Health Management Center, Xuanwu Hospital, Capital Medical University, Beijing 100053, China.
J Clin Endocrinol Metab. 2021 Jun 16;106(7):e2688-e2699. doi: 10.1210/clinem/dgab101.
Circular RNAs (circRNAs), which are involved in the development of diseases by regulating gene expression, have become promising novel biomarkers for diseases.
The aim of the present study was to identify the circulating circRNA biomarkers for early detection of type 2 diabetes (T2D).
The circRNA expression profiles were screened by microarray and compared between 5 new T2D cases and 5 healthy controls. The expression of candidate circRNAs that may be involved in the insulin phosphatidylinositol 3-kinase/protein kinase B (PI3K/Akt) signaling pathway were validated by RT-qPCR in a second sample with 30 T2D cases and 30 controls. The association between circRNAs and T2D and their clinical significances were further assessed by logistic regression model, correlation analysis, and ROC curve in a large cohort comprising 313 subjects.

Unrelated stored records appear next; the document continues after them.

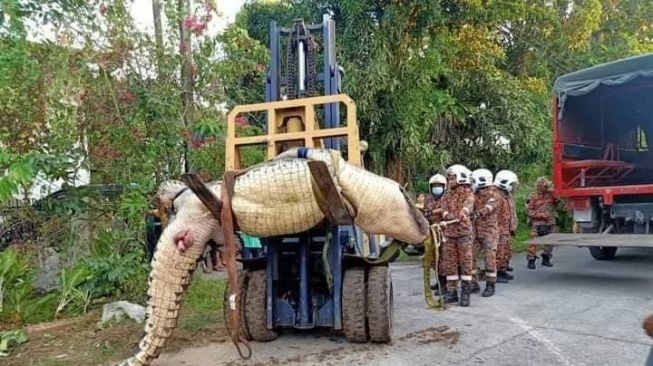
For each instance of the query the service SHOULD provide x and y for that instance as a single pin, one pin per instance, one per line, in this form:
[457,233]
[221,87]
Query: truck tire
[354,298]
[255,308]
[242,280]
[380,304]
[603,253]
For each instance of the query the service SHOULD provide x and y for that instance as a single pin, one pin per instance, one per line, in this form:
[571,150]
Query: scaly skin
[172,272]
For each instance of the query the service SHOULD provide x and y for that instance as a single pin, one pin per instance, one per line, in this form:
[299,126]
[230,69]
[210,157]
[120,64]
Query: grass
[85,343]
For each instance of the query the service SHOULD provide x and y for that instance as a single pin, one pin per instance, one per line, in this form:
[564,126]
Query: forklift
[334,275]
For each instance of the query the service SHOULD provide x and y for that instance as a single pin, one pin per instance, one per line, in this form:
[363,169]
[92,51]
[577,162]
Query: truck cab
[603,152]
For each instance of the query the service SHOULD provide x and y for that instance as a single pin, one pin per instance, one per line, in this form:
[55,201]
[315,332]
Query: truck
[603,155]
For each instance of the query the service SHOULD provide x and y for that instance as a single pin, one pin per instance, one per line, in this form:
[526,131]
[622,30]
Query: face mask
[437,191]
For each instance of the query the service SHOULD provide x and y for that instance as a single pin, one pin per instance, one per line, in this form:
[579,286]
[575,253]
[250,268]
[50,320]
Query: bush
[18,301]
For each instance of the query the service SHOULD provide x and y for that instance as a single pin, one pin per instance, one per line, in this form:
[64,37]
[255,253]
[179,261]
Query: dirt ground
[581,312]
[82,342]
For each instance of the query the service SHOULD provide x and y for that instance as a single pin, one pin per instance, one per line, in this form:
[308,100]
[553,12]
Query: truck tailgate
[595,240]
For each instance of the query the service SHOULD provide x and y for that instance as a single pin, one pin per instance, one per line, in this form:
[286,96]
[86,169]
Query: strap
[430,260]
[227,219]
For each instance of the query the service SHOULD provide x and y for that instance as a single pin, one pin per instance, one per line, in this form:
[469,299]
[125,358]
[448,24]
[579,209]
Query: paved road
[581,312]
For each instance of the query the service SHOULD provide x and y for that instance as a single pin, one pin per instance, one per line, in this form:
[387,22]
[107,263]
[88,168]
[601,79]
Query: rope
[430,260]
[230,259]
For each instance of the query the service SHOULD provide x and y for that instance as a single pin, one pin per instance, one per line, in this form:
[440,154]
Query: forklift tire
[380,304]
[242,280]
[603,253]
[255,305]
[354,296]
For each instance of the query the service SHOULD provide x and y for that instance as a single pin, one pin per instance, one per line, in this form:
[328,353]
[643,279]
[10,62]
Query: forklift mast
[301,79]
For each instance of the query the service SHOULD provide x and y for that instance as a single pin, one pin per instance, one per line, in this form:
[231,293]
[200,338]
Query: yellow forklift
[334,275]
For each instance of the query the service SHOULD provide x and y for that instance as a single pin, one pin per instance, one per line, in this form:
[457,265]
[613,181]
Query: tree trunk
[158,33]
[187,78]
[394,169]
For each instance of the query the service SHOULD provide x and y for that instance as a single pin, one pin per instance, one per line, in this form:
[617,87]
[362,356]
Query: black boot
[546,260]
[476,288]
[443,286]
[504,277]
[531,264]
[465,292]
[489,289]
[451,296]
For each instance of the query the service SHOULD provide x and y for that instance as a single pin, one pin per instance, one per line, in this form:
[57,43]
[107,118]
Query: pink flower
[241,121]
[128,97]
[198,28]
[189,22]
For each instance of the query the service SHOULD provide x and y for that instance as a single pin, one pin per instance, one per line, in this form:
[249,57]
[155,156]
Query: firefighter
[541,218]
[433,213]
[506,181]
[458,206]
[486,225]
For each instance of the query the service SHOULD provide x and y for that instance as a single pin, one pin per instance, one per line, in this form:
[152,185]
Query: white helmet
[481,178]
[506,180]
[438,179]
[461,172]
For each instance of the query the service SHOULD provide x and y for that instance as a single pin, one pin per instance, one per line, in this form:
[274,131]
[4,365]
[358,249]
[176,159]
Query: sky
[141,11]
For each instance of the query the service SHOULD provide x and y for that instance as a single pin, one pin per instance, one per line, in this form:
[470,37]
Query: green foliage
[18,302]
[73,294]
[11,339]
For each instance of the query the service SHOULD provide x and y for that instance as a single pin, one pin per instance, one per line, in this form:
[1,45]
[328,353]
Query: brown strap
[227,220]
[212,203]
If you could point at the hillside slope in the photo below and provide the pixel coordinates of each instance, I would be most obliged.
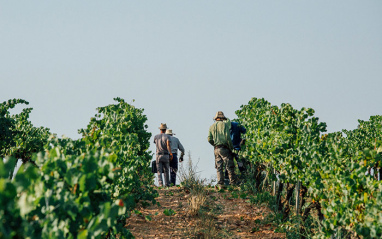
(180, 214)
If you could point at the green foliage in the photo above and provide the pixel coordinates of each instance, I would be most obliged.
(121, 129)
(13, 224)
(80, 188)
(18, 137)
(332, 167)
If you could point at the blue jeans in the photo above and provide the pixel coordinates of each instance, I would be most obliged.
(173, 169)
(163, 166)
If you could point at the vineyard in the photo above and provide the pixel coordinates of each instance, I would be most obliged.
(89, 188)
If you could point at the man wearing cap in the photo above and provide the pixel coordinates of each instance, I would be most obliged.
(219, 137)
(163, 155)
(175, 145)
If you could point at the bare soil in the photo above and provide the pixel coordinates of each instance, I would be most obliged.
(222, 216)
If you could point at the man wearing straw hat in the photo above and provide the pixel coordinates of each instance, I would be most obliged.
(175, 145)
(219, 137)
(163, 155)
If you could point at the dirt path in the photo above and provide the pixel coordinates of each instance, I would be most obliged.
(223, 215)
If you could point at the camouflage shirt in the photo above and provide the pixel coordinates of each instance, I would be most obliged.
(219, 134)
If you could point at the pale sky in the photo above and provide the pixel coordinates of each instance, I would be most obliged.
(184, 60)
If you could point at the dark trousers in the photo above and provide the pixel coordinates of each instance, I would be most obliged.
(173, 169)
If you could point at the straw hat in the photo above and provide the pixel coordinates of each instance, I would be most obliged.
(219, 114)
(169, 131)
(163, 126)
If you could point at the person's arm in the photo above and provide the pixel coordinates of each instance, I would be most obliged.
(210, 137)
(181, 148)
(243, 130)
(169, 148)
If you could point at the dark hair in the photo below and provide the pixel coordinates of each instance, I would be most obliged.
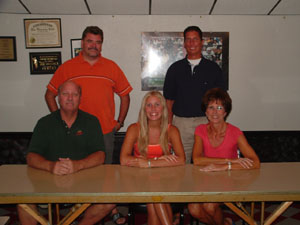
(217, 94)
(93, 30)
(193, 28)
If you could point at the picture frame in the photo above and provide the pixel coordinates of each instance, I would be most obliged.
(161, 49)
(43, 33)
(8, 51)
(75, 47)
(44, 62)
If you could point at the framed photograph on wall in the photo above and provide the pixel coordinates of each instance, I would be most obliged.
(8, 50)
(43, 33)
(161, 49)
(75, 47)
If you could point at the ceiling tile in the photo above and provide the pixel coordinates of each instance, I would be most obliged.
(287, 7)
(11, 6)
(60, 7)
(119, 7)
(243, 7)
(180, 7)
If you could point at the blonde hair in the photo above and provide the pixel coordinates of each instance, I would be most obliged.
(143, 139)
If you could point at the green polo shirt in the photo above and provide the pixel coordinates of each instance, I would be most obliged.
(53, 139)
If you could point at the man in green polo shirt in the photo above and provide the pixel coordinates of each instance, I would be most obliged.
(66, 141)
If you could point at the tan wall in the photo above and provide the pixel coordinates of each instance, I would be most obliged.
(264, 58)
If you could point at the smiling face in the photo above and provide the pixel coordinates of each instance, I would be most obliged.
(193, 45)
(215, 112)
(69, 97)
(153, 108)
(91, 45)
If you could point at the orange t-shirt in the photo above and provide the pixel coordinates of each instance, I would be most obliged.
(98, 82)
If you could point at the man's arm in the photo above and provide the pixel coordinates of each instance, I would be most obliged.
(50, 100)
(170, 112)
(124, 106)
(92, 160)
(39, 162)
(65, 165)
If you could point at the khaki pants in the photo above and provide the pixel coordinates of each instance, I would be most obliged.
(187, 126)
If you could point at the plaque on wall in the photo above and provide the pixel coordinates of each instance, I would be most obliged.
(8, 49)
(44, 62)
(43, 33)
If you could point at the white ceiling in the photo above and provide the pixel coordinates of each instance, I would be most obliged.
(151, 7)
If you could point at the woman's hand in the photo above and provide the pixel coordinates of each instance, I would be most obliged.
(169, 158)
(214, 168)
(244, 162)
(140, 161)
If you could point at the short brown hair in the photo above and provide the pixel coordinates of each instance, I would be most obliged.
(93, 30)
(217, 94)
(192, 28)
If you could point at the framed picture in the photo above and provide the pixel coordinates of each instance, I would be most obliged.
(75, 47)
(161, 49)
(8, 48)
(43, 33)
(44, 62)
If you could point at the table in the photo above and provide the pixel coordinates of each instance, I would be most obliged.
(121, 184)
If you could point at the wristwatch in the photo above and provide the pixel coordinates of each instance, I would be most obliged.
(121, 123)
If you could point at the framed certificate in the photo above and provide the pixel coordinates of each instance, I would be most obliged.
(43, 33)
(8, 48)
(44, 62)
(75, 47)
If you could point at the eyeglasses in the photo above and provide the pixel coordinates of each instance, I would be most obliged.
(218, 108)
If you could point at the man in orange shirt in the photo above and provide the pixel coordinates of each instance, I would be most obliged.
(99, 79)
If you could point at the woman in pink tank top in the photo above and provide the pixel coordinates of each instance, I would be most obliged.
(151, 142)
(215, 149)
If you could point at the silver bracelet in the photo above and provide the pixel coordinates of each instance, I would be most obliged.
(229, 165)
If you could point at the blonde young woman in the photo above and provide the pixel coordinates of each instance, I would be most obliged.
(215, 148)
(151, 142)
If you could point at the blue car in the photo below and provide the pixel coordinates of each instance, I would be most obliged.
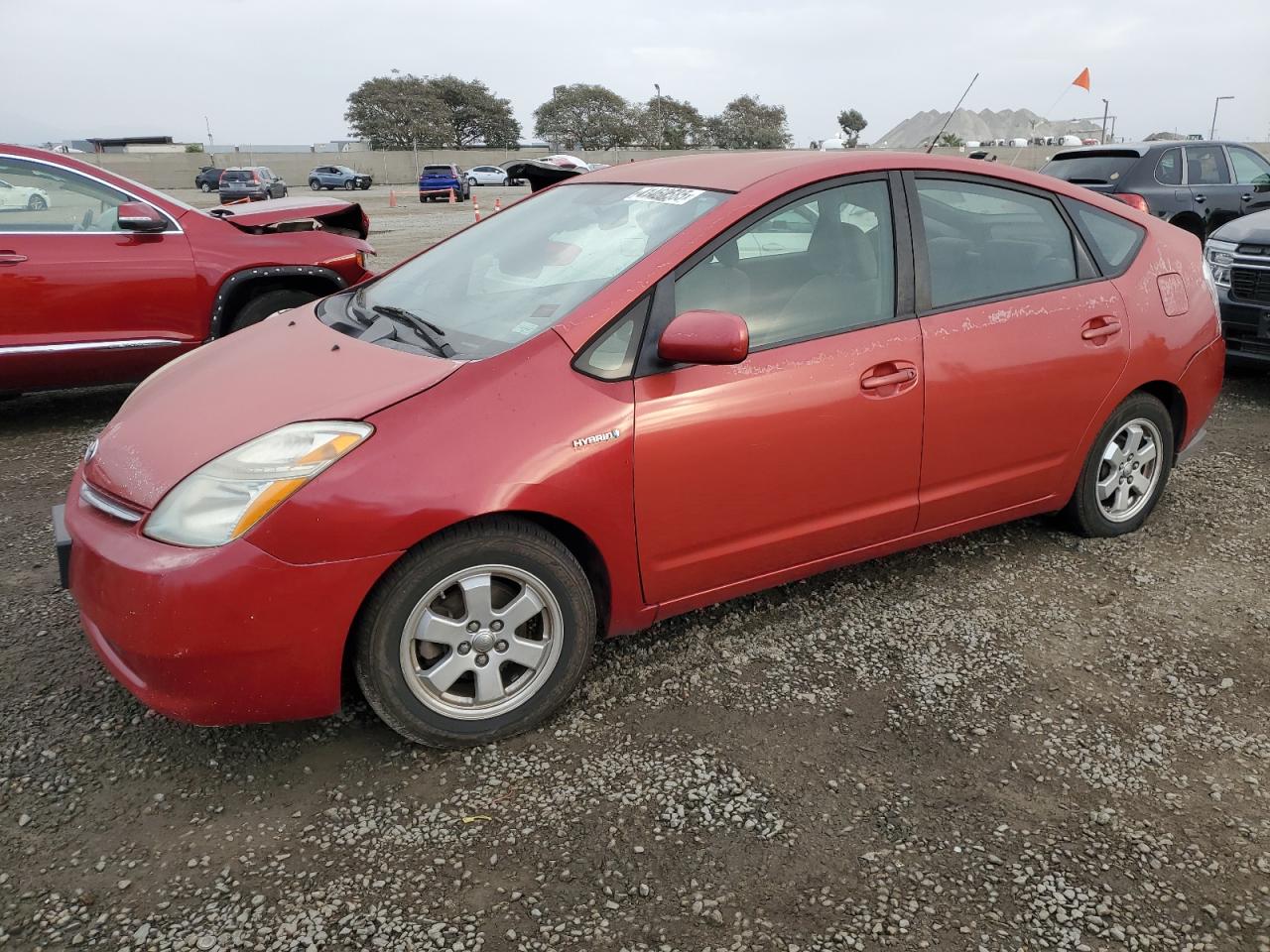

The microRNA (miRNA) targets of circRNAs were verified by dual-luciferase reporter assay and RNA immunoprecipitation assay.
Low expressed circ_0063425 and hsa_circ_0056891 were independent predictors of T2D, impaired fasting glucose (IFG), and insulin resistance. The 2-circRNA panel had a high diagnostic accuracy for discriminating T2D and IFG from healthy controls, especially when body mass index was integrated. miR-19a-3p and miR-1-3p were identified as the miRNA targets of hsa_circ_0063425 and hsa_circ_0056891, respectively. Significant positive correlations were found between the expression levels of AKT and hsa_circ_0063425, PI3K and hsa_circ_0056891, in the total sample and subgroups stratified by glucose levels.
Downregulated hsa_circ_0063425 and hsa_circ_0056891 might contribute to the pathogenesis of T2D. They are valuable circulating biomarkers for early detection of T2D, which may be involved in regulation of PI3K/AKT signaling.
环状RNA(circRNA)通过调控基因表达参与疾病发展,已成为很有前景的新型疾病生物标志物。
本研究旨在鉴定用于2型糖尿病(T2D)早期检测的循环circRNA生物标志物。
通过微阵列筛选circRNA表达谱,并在5例新发T2D患者和5例健康对照之间进行比较。在另一个包含30例T2D患者和30例对照的样本中,通过RT-qPCR验证可能参与胰岛素磷脂酰肌醇3激酶/蛋白激酶B(PI3K/Akt)信号通路的候选circRNA的表达。在一个包含313名受试者的大型队列中,通过逻辑回归模型、相关性分析和ROC曲线进一步评估circRNA与T2D之间的关联及其临床意义。通过双荧光素酶报告基因检测和RNA免疫沉淀检测验证circRNA的微小RNA(miRNA)靶点。
低表达的circ_0063425和hsa_circ_0056891是T2D、空腹血糖受损(IFG)和胰岛素抵抗的独立预测因子。该双circRNA组合对区分T2D和IFG与健康对照具有较高的诊断准确性,尤其是在纳入体重指数时。miR-19a-3p和miR-1-3p分别被鉴定为hsa_circ_0063425和hsa_circ_0056891的miRNA靶点。在总样本以及按血糖水平分层的亚组中,发现AKT与hsa_circ_0063425、PI3K与hsa_circ_0056891的表达水平之间存在显著正相关。
hsa_circ_0063425和hsa_circ_0056891的下调可能促成T2D的发病机制。它们是用于T2D早期检测的有价值的循环生物标志物,可能参与PI3K/AKT信号的调控。